Lo había conocido en 1930 en el hospital de Key West, donde trabajaba como técnico en radiología. Ella tenía 20 años y la belleza frágil de quien apenas puede respirar. Se llamaba Elena de Hoyos, hija de inmigrantes cubanos, casada aún legalmente con un hombre que ya la había abandonado. Sufría tuberculosis, enfermedad terminal en ese momento. Tanzler tenía 53, esposa e hijas en Zephyrhills, pero juraba que Elena era la mujer de sus visiones de infancia. La que una condesa muerta le había prometido desde los sueños.

Durante 18 meses intentó curarla sin éxito. Le llevó radiografías a domicilio, le hizo regalos, le cantó canciones. Nunca obtuvo de ella más que silencio. El 25 de octubre de 1931, Elena murió. Tanzler pagó su entierro. Y le construyó un mausoleo, al que visitaba cada noche. Dos años después, se la llevó en secreto.

Desde ese momento, Tanzler durmió durante siete años con un cadáver modificado. La ciencia forense aún no ha logrado explicar por completo qué clase de pulsión empujó a este hombre hacia la muerte.

El robo del cuerpo de Elena

En Key West, Carl Tanzler organizaba su rutina. Daba largos paseos por el cementerio cada noche, hasta que un día cruzó la línea: entró al mausoleo, retiró el cadáver de Elena y lo llevó a su casa en un carrito de juguete. Desde ese momento se obsesionó en buscar formas de frenar el avance de la putrefacción.

Lo primero fue reconstruir la estructura física. Sujetó los huesos sueltos con alambre, un material maleable pero firme. Las cavidades que se habían desmoronado fueron rellenadas con trapos viejos, algodón y yeso. La piel en descomposición fue reemplazada por una tela de seda empapada en cera y formaldehído. Tanzler creó una nueva epidermis, que retocaba cada semana.

Le colocó una peluca hecha con el pelo verdadero de Elena, que su madre había conservado tras el entierro. Se la habían entregado como recuerdo. Tanzler se la había pedido “para un homenaje”. Nunca imaginaron para qué la usaría.

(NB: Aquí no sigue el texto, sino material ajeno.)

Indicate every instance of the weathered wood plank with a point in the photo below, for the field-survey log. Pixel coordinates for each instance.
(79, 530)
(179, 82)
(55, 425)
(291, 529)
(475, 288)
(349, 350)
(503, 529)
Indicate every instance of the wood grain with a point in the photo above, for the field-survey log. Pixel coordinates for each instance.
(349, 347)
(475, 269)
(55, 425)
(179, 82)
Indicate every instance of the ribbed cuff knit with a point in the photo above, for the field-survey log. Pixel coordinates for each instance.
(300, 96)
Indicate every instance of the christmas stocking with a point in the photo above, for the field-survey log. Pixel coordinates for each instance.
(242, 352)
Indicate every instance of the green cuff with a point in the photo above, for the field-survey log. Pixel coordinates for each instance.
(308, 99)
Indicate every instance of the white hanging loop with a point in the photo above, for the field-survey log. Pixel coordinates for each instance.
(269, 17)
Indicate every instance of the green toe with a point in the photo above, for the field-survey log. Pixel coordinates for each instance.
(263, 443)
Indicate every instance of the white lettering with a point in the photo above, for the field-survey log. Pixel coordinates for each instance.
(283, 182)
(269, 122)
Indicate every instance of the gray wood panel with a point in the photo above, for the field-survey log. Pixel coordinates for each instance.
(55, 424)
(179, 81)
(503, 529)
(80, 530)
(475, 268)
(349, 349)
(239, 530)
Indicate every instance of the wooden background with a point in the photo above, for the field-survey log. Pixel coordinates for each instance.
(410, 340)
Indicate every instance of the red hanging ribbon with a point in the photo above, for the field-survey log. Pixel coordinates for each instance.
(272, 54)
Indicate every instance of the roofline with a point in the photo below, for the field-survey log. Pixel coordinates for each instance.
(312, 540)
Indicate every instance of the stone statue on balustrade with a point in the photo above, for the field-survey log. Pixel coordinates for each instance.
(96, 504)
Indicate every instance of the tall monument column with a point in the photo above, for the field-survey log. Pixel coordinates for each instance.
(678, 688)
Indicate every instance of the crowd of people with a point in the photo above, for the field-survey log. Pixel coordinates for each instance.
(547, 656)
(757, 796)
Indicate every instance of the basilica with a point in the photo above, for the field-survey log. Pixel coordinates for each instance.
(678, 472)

Los ojos, ya ausentes, fueron sustituidos por esferas de vidrio. La boca, desfigurada, fue reconstruida con cera cosmética. Tanzler se encargaba de pintarle los labios y mejillas. Cada noche, antes de dormir, rociaba el cuerpo con perfumes fuertes y desinfectantes, intentando disimular el olor a muerte que volvía a salir, aunque fuera con el calor del cuerpo junto al suyo.

La vestía con ropa nueva, comprada especialmente, y a veces con los mismos vestidos que le había regalado en vida. Le ponía guantes para cubrir los dedos ya corroídos. A su alrededor, en la habitación, diseminó frascos con formol, bolsas de alcanfor, recipientes con antisépticos. El aire era denso. Imposible no percibirlo.

El lecho que compartían tenía sábanas de lino blanco. Tanzler dormía abrazado a ella, convencido de que algún día despertaría.